Balme, who also is a research fellow at Great Britain's Open University and based in Milton Keynes, England, said TARs are worth studying because they are an intriguing scientific mystery, hold clues to past and present climate processes.

“In 2005, NASA's Opportunity Rover got bogged down for six weeks with its wheels firmly stuck in what Balme believes was a small TAR. So it's important to know where TARs are located to avoid landing among them on future rover missions,” he said.

NASA said Balme and his colleagues have conducted a pole-to-pole planet survey of more than 10,000 images taken by the Mars Orbiter Camera, which is flying aboard the Mars Global Surveyor spacecraft.

The team found out that TARs were located in the Southern hemisphere, in an equatorial belt between 30 degrees north and 30 degrees south latitude, in layered terrain or Large Dark Dunes and finally are also abundant in the Meridiani Planum region and in southern-latitude craters.

Explaining the TAR finding Balme said, the Opportunity Rover's TAR encounter provided additional data, showing that TAR was composed of an outer layer of granule-sized material ranging from about 2mm to 5 mm in diameter. Beneath this was a mixed mass of fine and coarse particles.

According to Balme, TARs need two things to form, supply of sediments and strong winds. "The sediment requirement helps explain why they're found near dunes and layered terrain and why they are confined to a central belt around the planet," he said.

"Both dunes and layered terrain (which could have been formed by ancient sand dunes, ocean or lake deposits, or layers of volcanic ash) provide the raw material.

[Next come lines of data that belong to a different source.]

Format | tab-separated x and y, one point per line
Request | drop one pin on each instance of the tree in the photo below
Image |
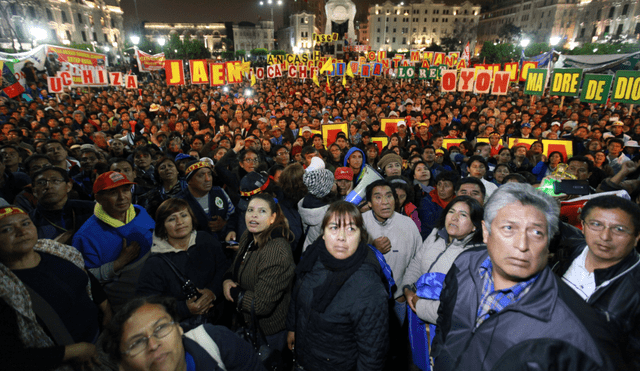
510	32
451	44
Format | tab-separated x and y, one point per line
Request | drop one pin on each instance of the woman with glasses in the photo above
144	335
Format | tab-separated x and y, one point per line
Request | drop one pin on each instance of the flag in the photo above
466	54
328	66
349	72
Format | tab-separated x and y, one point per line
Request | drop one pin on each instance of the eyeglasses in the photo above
616	230
44	182
141	344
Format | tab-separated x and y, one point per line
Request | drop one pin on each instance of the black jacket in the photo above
616	299
550	328
353	332
204	264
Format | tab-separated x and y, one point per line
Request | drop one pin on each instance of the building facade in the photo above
406	26
248	36
539	20
97	22
298	37
607	20
211	34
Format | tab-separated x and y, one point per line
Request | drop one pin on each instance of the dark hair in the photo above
380	183
614	202
157	166
554	152
582	159
342	212
281	223
63	173
471	180
515	176
168	207
449	176
403	183
476	214
479	159
112	335
27	162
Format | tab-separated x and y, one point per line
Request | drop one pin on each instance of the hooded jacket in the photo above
356	177
203	263
549	328
616	299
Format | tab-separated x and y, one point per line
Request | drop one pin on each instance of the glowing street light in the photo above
38	33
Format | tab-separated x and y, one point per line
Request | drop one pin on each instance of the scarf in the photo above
339	271
102	215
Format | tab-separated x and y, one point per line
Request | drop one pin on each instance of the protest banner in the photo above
565	82
174	71
330	132
626	87
595	88
149	62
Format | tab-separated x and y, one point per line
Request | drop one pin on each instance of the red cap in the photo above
344	173
108	180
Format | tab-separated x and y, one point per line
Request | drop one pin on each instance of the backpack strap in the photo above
200	336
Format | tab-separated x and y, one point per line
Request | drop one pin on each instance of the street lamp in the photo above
270	3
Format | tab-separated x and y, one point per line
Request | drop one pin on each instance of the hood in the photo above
161	246
364	159
311	216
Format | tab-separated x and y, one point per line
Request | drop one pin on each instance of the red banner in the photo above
149	62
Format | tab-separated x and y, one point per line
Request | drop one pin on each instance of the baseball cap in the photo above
109	180
343	173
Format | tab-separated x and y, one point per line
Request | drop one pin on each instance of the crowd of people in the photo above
130	218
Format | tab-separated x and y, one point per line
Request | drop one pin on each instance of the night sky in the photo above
220	10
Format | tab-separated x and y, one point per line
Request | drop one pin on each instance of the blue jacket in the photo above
219	205
549	326
356	177
100	243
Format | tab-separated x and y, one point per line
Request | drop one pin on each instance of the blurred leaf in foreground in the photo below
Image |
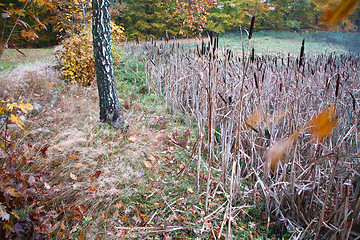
323	124
335	14
276	153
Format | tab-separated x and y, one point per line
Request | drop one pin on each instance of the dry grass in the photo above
85	163
311	193
144	187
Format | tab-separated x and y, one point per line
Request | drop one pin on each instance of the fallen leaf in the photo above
25	107
333	15
255	119
62	226
147	164
189	191
12	192
3	214
119	205
31	179
3	154
73	177
152	158
323	124
276	153
132	138
81	236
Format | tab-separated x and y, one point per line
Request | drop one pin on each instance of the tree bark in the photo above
108	99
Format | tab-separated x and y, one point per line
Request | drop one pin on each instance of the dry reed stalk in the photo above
303	179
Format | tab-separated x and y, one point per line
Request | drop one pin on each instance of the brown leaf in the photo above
62	225
276	153
333	15
119	205
132	138
97	174
12	192
255	119
3	154
147	164
79	165
82	209
81	236
77	216
73	177
323	124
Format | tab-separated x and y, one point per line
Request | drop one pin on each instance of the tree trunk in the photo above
108	100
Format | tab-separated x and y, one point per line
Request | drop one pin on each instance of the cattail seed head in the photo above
251	27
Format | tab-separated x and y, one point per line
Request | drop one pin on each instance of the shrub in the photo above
76	56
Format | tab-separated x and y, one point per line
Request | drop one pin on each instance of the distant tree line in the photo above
156	19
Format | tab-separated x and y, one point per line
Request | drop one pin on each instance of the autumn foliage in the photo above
76	55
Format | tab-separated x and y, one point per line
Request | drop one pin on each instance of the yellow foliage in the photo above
17	120
77	58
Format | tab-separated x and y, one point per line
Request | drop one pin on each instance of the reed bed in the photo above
245	106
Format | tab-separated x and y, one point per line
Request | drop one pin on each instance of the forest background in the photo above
146	20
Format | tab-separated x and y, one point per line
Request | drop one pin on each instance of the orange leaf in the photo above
25	106
255	119
31	35
73	177
276	153
17	120
323	124
62	226
79	165
147	164
81	236
333	15
12	192
132	138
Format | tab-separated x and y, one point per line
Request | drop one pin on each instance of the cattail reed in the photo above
252	57
251	27
301	60
337	86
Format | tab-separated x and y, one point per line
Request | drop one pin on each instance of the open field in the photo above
202	130
11	58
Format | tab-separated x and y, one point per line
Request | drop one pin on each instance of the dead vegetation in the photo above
247	107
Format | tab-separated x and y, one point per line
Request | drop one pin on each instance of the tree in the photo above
108	99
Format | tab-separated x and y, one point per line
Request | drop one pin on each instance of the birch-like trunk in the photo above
108	100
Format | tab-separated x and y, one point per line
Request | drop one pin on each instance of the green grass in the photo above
11	58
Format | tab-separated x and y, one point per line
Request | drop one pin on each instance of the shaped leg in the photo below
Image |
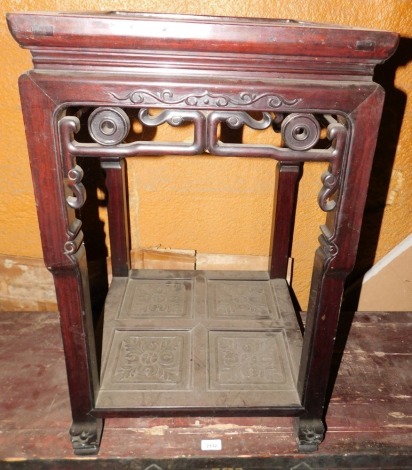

Steep slopes also can provide additional particles for TAR formation as they erode. The lack of steep slopes and other sources of coarse and fine material in the middle to far north and south latitudes may explain the absence of TARs in those areas," he said.

The TARs near layered terrain are generally several million years old and inactive, while the ones near LLDs are young and may still be actively forming and moving, he added.

Balme said the very young TARs are found near the Large Dark Dunes, which are also very young, because the sand blowing off the dunes provides the energy needed to form TARs.

"Meanwhile there are areas near layered landforms that used to have active sediment transport, but no longer. This shows a dynamic environment that has changed, and might be able to use TARs as paleo markers to help decipher ancient climates," he said.

The present Martian circulation models don't provide much proof that wind patterns and atmospheric densities on Mars were different in the past than from what they are today. "But I think the geology we are seeing suggests that there might have been different patterns and densities."

"The observations we're getting now from Mars Global Surveyor and the HiRISE camera (flying aboard the Mars Reconnaissance Orbiter) are giving us really good data to drive the models," he said.

Even though the UK scientist and his team have discovered much about TARs, they still don't know what materials the various TAR fields are composed of or even why they're seeing these large features on Mars but not on Earth.

Balme was hopeful that in the next couple of years with the help of images from HiRISE one could decode TARs.

"And they could provide insights into present and past climate patterns as one learns more about them and use that data to help drive general circulation models," he said.